I cleared CAT and the subsequent rounds that followed after that and successfully converted the call from IIM Udaipur, an institute famous for its research-oriented curriculum. The funny thing is that my prior work experience played little to no role in helping me. As a working professional, one tends to lose touch with academics. Especially in my case, I had almost forgotten everything I had learned previously. Even though you brush upon several concepts during CAT preparation, the six months’ wait time invested in the selection process is enough to throw you off track. Such was my case. I had completely lost my course. The lectures were equally tedious since my peers gave answers at lightning speed while I tried to figure out how to shift the calculator from a natural view to a decimal view.
One also tends to get cautious after being exposed to a certain type of problems or issues. The IT company where I came from had a very demanding job profile. Every second day there was some or the other crucial change that needed to be pushed to the production environment. Also, not only did I work on Saturdays, but many times through the night too! This kind of exposure coloured my views towards starting a business venture or taking any bold decisions in that direction. This was solely because I had seen the worst side of entrepreneurship, and that made my mind biased towards my beliefs, and compelled me to drift away. On the other hand, my friends who were fresh graduates simply had no qualms about taking risks, be it with trying their hand at a start-up idea or running for the student body elections.

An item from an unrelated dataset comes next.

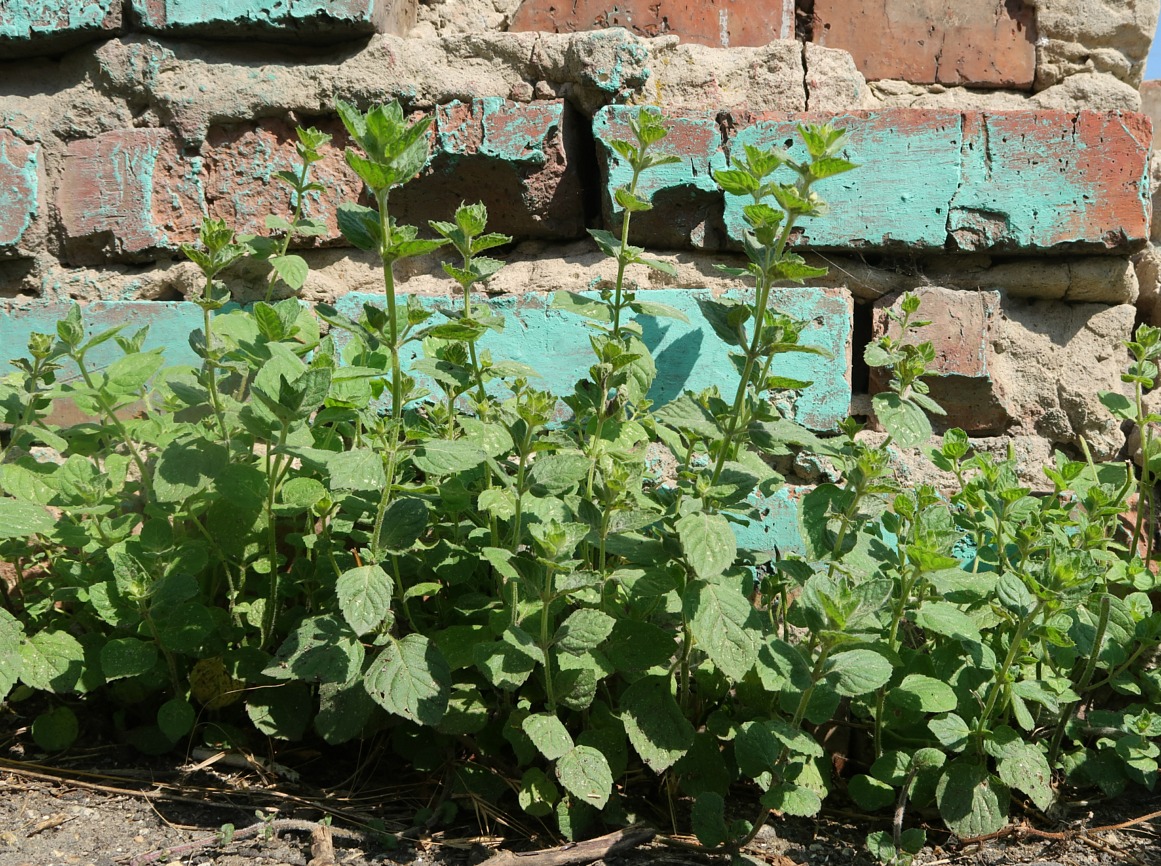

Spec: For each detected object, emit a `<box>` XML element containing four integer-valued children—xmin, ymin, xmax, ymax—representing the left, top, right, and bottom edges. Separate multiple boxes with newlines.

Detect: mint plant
<box><xmin>0</xmin><ymin>102</ymin><xmax>1161</xmax><ymax>863</ymax></box>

Better late than never, I realised that I was missing out on a lot more, not just academics or activities, but on life itself. Here at IIM Udaipur, help is provided to the ones who seek it. Thus, I approached my peers for help and took advantage of the diversity of the Institute. I took some extra efforts to cope with academics, and the ones who helped me were probably the best in their game. I started interacting more, and I suddenly realised that MBA is not about the curriculum, it is all about networking.
In most MBA colleges, an internship is made mandatory as part of the curriculum, so that all students are exposed to the industry trends and have a hands-on experience with the concepts studied during the course. In the MBA program, often, prior work experience remains nothing more than just a sentence on the resume; nothing else, as only a handful students, have course-related experience. A few institutes like IIM Udaipur also let students take up the SEP (Summer Entrepreneurship Program) to test the feasibility of their ideas. This program also provides a stipend to the students.
Thus, in my view, prior work experience is not an important part of an MBA Program. All you need is a diverse resource pool, good mentors and a bit of hard work to help Build U Together.